Signups = COUNTROWS('onboarding-funnel-data')

Verified Emails = 
CALCULATE(
    COUNTROWS('onboarding-funnel-data'),
    NOT(ISBLANK('onboarding-funnel-data'[EmailVerifiedDate]))
)

App Installs = 
CALCULATE(
    COUNTROWS('onboarding-funnel-data'),
    NOT(ISBLANK('onboarding-funnel-data'[AppInstalledDate]))
)

Average TTFV (Hours) = 
AVERAGEX(
    FILTER(
        'onboarding-funnel-data',
        NOT(ISBLANK('onboarding-funnel-data'[TTFV_Hours]))
    ),
    'onboarding-funnel-data'[TTFV_Hours]
)

Conversion Rate = DIVIDE([Purchases], [Signups])
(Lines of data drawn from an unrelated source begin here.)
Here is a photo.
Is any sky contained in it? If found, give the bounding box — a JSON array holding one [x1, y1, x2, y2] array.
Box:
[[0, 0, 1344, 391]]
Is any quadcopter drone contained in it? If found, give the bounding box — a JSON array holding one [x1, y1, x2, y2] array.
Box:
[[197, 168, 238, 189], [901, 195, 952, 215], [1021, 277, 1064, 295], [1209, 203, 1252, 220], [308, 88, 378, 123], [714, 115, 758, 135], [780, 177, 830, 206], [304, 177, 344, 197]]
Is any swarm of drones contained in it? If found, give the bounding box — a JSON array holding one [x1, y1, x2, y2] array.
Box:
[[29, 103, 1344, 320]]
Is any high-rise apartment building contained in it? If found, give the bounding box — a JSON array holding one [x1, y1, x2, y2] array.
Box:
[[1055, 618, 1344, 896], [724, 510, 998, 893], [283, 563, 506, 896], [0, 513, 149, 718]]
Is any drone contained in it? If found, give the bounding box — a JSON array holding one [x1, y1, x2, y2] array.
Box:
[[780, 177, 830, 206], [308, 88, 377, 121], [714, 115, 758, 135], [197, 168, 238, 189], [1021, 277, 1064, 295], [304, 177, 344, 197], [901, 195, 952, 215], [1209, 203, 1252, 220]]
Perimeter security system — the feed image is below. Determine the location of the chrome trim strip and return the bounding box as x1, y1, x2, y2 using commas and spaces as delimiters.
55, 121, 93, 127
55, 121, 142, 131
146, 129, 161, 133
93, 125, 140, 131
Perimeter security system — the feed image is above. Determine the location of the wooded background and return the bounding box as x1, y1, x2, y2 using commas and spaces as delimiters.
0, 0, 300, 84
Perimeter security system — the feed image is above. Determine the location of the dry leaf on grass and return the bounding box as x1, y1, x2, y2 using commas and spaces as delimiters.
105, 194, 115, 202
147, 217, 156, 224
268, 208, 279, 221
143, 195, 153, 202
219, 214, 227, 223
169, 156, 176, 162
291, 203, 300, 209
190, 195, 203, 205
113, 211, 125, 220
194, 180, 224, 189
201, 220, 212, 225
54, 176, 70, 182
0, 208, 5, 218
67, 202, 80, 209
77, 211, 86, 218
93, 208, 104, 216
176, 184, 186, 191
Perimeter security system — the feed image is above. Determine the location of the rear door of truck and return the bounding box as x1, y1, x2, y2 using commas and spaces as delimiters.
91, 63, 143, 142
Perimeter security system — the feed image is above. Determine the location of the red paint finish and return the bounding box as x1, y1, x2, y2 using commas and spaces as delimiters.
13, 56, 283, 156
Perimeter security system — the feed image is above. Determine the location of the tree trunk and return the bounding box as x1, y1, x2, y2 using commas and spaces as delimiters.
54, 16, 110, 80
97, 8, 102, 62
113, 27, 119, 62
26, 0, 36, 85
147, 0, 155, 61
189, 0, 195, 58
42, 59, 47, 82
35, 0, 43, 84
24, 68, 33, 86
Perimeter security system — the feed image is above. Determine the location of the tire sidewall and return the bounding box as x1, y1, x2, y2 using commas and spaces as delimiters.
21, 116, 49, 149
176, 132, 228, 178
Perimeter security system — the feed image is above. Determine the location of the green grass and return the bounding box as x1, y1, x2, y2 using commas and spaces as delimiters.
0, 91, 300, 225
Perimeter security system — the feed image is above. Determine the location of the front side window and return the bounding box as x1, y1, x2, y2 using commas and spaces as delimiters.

Days Since Login = AVERAGEX (
    FILTER ( 'onboarding-funnel-data', NOT ISBLANK ( 'onboarding-funnel-data'[FirstLoginDate] ) ),
    DATEDIFF ( 'onboarding-funnel-data'[FirstLoginDate], TODAY (), DAY )
)

Days Since Signup = AVERAGEX (
    'onboarding-funnel-data',
    DATEDIFF ( 'onboarding-funnel-data'[SignupDate], TODAY (), DAY )
)

Dropoff % App → Login = 
DIVIDE(
    [App Installs] - [Logins],
    [App Installs]
)

Dropoff % Email → App = 
DIVIDE(
    [Verified Emails] - [App Installs],
    [Verified Emails]
)

Dropoff % Login → Purchase = 
DIVIDE(
    [Logins] - [Purchases],
    [Logins]
)

Dropoff % Signup → Email = 
DIVIDE(
    [Signups] - [Verified Emails],
    [Signups]
)      

Benchmarks & Diagnostics

Where is the leak? (checklist)
  • Are steps too broad? Split CoreAction by feature.
  • Missing events? Ensure server + client capture.
  • Compare by cohort (signup week), not static dates.
  • Identity resolution? Align user IDs across platforms.

Downloads

Related KPIs: Activation Rate · Retention Curve · Revenue Churn

FAQs

How do I define "Core Action"?

Choose the smallest action that correlates with retention or revenue (e.g., created first dashboard, shared first file).

Can I use this with mobile SDKs?

Yes - export events into the Events table with the same columns and it will work.